I am a fan of Edith Wharton and have read around seven of her novels, some of which are part of my personal canon. However, I have only read a couple of her short stories, and she wrote quite a few of those too. In fact, she was a prolific writer. And so, when last week’s Library of America story turned out to be one of hers, I decided to read it.
“A journey” was written, according the brief introductory notes, in the 1890s when Wharton was in her late 20s to early 30s. It was written during the time when she was married – unhappily – to Edward Wharton, from whom she was eventually divorced in 1913. The notes say that three of the stories written during the 1890s explore marital misery, and that the journey in this story “becomes a metaphor for an unhappy marriage”.
That could be so, but let’s get to the story. It describes a train journey in which a young woman is accompanying her terminally ill husband back to their home in the East after having spent some time, under doctor’s orders, in Colorado. The story starts with:
As she lay in her berth, staring at the shadows overhead, the rush of wheels was in her brain, driving her deeper and deeper into circles of wakeful lucidity. The sleeping car had sunk into its night silence. Through the wet window-pane she watched the sudden lights, the long stretches of hurrying blackness …
The next paragraph briefly chronicles their short marriage and the sudden disparity between them as his health collapses:
a year ago their pulses had beat to one robust measure; both had the same prodigal confidence in an exhaustless future. Now their energies no longer kept step …
And then here is the entire third paragraph:
When they married, she had such arrears of living to make up: her days had been as bare as the white-washed school-room where she forced innutritious facts upon reluctant children. His coming had broken in on the slumber of circumstance, widening the present till it became the encloser of remotest chances. But imperceptibly the horizon narrowed. Life had a grudge against her: she was never to be allowed to spread her wings.
Oh dear … methinks the note-makers at the Library of America are right. It’s not what is said so much as what is not said and how what is said is said. What is not said is anything about true love and empathy (though we are told in the fourth paragraph that “she still loved him of course”). In other words, there is no sense of the looming tragedy of the loss of a soul-mate. As for how it is all said, the language is heavy and gloomy. It’s clearly raining, and there are “shadows” and the “hurrying blackness” (a metaphor, presumably, for his coming death, as well as being a literal description of night). The paragraph describing his appearance in her life and their marriage is not exactly joyful either. The focus here is more on where she’d been, so the language is negative (“arrears”, “slumber”). And even the description of the possibilities opening up to her through marriage – “the encloser of remotest chances” – is not what you’d call expansive. No wonder she thinks life has a “grudge against her”. I would too.
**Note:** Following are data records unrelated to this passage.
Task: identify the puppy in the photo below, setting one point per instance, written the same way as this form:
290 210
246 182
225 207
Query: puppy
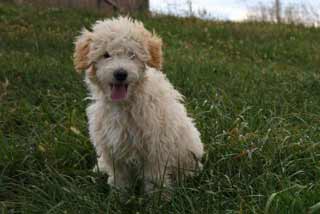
137 122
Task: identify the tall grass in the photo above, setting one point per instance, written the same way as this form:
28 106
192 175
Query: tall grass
252 88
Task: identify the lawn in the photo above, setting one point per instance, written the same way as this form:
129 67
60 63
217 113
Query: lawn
253 89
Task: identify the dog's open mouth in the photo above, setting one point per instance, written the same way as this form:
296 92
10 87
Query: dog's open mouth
118 91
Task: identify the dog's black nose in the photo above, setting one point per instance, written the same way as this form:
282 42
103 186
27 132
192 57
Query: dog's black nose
120 74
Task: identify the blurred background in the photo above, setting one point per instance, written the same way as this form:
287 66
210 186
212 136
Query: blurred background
306 12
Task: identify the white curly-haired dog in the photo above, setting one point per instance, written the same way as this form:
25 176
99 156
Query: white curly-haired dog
137 122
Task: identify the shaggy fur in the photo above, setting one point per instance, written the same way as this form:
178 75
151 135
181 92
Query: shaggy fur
144 131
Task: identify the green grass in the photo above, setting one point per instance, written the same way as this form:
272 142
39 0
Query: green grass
253 89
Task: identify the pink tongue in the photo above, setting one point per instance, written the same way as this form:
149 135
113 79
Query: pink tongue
118 92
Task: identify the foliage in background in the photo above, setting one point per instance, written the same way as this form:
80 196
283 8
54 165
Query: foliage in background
253 89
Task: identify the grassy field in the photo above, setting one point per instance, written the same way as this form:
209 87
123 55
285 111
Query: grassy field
252 88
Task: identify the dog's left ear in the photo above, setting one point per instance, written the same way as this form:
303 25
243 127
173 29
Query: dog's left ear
155 49
81 51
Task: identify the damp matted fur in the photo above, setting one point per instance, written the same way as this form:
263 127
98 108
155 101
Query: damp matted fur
139 125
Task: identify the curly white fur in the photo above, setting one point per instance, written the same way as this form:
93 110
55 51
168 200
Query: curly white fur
147 134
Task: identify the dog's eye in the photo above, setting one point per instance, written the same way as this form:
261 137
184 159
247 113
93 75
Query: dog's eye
106 55
131 55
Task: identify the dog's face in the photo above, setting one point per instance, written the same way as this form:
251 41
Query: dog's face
115 55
The rest of the story is about a rather self-focused young woman. She goes through the motions of caring for her husband – and occasionally “warm gushes of pity [not “sympathy” or “love”, note!] swept away her instinctive resentment of his condition” – but her thoughts are all for herself. Here is her reaction to being in Colorado:
Nobody knew about her, or cared about her; there was no one to wonder at the good match she had made, or to envy the new dresses …
This is early Wharton. The hallmarks of her writing style are here – the careful choice of words to convey meaning that may be opposite to what’s expected, the development of character through those words, the build up of atmosphere and tension through a well-sustained tone – but it doesn’t quite have the tightness and singularity of purpose of her later works. We don’t get to understand the young woman well enough to be able to respond to her on anything more than a superficial level. I suspect that Wharton would want us to extend her some sympathy but I think we are more likely to see her as a little pathetic, and we really know almost nothing about the husband (except that he had been “strong, active, gently masterful”) so our reaction to his predicament is more intellectual than emotional.
As the journey proceeds, our heroine is faced with a moral dilemma, but she doesn’t take full responsibility for what is happening: “it seemed to be life that was sweeping her on with headlong inexorable force – sweeping her into darkness and terror”. The story, in fact, takes on some elements of horror fiction but that is not its intent and it doesn’t develop along those lines.
I particularly like Wharton when she tackles the intersection between societal expectations and character. This story has glimmers of that – but it’s not really elaborated. Nonetheless, it’s a good story that grabs you from the start with its oppressive atmosphere and foreboding tone. Even early Wharton, I’ve found, has much to offer her readers.
Edith Wharton
“A journey”
The Library of America
Originally published in a collection in 1899?
Available: Online
Note: Stef at So many books has recently reviewed Hermione Lee‘s biography of Wharton, and Kevin at Interpolations has extensively reviewed some of her novels.